Em seu voto, o ministro Edson Fachin, que foi seguido pela maioria dos ministros, avaliou que a atuação do estado por meio do Legislativo não pode autorizar a liberação de medicamentos sem a observância mínima dos padrões de controle previstos em lei e veiculados por resoluções da agência reguladora. “O texto da lei impugnada e sua interpretação conduzem à indevida dispensa do registro sanitário e das demais ações de vigilância sanitária, razão pela qual declaro a inconstitucionalidade integral da lei e julgo totalmente procedente a ação”, disse Fachin.
Para o ministro, a liberação da produção e da venda de qualquer substância que afete a saúde humana deve ser acompanhada de medidas necessárias para garantir a proteção suficiente do direito à saúde, exigência que, a seu ver, é efetivada pelo registro prévio.
Fachin foi acompanhado pelos ministros Dias Toffoli, Cármen Lúcia, Ricardo Lewandowski, Rosa Weber, Gilmar Mendes e Luiz Fux.
Proteção insuficiente – A ministra Cármen Lúcia se associou à divergência aberta ontem pelo ministro Edson Fachin. A seu ver, não se pode considerar válida uma lei que ponha em perigo a saúde, por inobservância dos princípios da prevenção e da precaução. No caso, ela considerou que a norma deixa insuficiente a proteção à saúde e, portanto, não é compatível com a Constituição Federal.
Retrocesso – No mesmo sentido, o ministro Ricardo Lewandowski assinalou que a Anvisa tem o dever de editar atos normativos que visam à proteção da saúde e não podem ser revogados por lei sem se garanta igual proteção à saúde da população, sob pena de infringência ao princípio da proibição do retrocesso. Para ele, o Congresso Nacional extrapolou seu dever de editar leis com caráter abstrato e decidiu regular o tema atuando no caso concreto. O ministro citou precedente em que o Supremo assentou que o Congresso não pode autorizar a distribuição de medicamentos sem controle prévio de viabilidade sanitária.
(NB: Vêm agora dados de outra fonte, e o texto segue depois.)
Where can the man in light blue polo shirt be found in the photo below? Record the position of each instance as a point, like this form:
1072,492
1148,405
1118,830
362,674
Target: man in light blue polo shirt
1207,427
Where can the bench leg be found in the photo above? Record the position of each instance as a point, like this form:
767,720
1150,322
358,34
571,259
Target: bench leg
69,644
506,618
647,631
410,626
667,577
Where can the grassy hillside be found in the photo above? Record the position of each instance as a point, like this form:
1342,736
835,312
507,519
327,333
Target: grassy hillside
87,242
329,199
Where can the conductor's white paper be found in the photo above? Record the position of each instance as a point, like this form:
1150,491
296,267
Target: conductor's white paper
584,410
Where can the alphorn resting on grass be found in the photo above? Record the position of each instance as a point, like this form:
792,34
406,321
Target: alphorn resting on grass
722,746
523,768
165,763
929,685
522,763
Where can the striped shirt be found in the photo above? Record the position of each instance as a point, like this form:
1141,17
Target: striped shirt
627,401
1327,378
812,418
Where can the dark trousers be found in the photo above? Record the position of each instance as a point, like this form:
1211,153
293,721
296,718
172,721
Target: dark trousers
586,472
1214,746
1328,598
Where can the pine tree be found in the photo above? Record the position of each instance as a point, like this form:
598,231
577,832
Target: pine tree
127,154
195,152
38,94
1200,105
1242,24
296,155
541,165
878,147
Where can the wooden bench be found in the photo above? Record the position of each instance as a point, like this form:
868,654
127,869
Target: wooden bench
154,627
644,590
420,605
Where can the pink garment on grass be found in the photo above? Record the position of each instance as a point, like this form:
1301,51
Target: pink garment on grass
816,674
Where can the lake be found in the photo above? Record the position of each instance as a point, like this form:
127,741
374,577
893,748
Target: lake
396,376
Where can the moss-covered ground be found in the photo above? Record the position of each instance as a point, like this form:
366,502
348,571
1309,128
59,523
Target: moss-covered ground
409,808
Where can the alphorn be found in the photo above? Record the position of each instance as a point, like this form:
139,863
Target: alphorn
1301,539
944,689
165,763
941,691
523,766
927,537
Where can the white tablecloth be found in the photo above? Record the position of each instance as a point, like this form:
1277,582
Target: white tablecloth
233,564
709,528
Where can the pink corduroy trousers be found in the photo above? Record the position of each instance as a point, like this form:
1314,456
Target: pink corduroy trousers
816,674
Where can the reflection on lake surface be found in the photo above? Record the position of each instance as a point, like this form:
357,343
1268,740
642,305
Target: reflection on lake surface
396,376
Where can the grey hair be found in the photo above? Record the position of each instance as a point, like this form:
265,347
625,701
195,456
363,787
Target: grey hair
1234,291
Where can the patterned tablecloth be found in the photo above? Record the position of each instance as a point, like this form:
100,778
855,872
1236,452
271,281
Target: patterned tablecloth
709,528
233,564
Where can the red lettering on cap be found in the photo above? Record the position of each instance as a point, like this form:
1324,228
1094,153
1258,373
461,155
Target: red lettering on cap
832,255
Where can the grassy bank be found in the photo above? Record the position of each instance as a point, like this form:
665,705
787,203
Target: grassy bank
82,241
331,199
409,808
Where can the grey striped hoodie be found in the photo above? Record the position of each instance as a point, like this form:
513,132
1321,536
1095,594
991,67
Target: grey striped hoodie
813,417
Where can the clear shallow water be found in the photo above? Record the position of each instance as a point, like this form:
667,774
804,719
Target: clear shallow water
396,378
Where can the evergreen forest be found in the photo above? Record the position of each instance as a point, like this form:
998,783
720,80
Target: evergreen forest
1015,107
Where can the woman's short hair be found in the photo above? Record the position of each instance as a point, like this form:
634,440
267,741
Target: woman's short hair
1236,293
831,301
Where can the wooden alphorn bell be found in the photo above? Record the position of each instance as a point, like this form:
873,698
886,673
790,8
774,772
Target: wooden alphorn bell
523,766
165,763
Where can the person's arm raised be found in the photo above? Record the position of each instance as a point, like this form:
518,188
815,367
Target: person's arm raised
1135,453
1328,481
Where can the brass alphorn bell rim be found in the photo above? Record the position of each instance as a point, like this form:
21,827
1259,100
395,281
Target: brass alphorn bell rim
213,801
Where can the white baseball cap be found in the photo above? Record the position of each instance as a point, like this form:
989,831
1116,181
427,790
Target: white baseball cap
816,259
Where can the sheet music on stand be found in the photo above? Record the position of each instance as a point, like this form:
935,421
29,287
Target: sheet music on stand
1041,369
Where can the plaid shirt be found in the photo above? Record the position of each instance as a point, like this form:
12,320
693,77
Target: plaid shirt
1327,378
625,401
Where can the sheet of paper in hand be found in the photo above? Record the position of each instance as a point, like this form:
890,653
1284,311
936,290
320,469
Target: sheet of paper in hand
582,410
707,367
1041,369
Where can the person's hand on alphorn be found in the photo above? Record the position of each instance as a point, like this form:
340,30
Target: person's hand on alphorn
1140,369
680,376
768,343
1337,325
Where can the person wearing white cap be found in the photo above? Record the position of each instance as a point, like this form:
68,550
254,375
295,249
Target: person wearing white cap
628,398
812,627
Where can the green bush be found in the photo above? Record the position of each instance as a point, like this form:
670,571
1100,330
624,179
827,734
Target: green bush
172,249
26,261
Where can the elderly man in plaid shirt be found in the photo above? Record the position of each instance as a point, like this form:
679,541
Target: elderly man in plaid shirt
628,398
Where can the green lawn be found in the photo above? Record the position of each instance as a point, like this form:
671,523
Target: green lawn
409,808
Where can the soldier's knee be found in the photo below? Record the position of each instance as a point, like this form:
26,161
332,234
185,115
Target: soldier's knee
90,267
Gilmar Mendes votou pela inconstitucionalidade, ao passo que “a lei provoca o curioso efeito de tornar indisponível a realização de qualquer juízo técnico acerca do registro das substâncias em referência”, afirmou. Além disso, ressaltou que três das quatro substâncias são proibidas nos Estados Unidos, União Europeia, Canadá, Suíça e Singapura.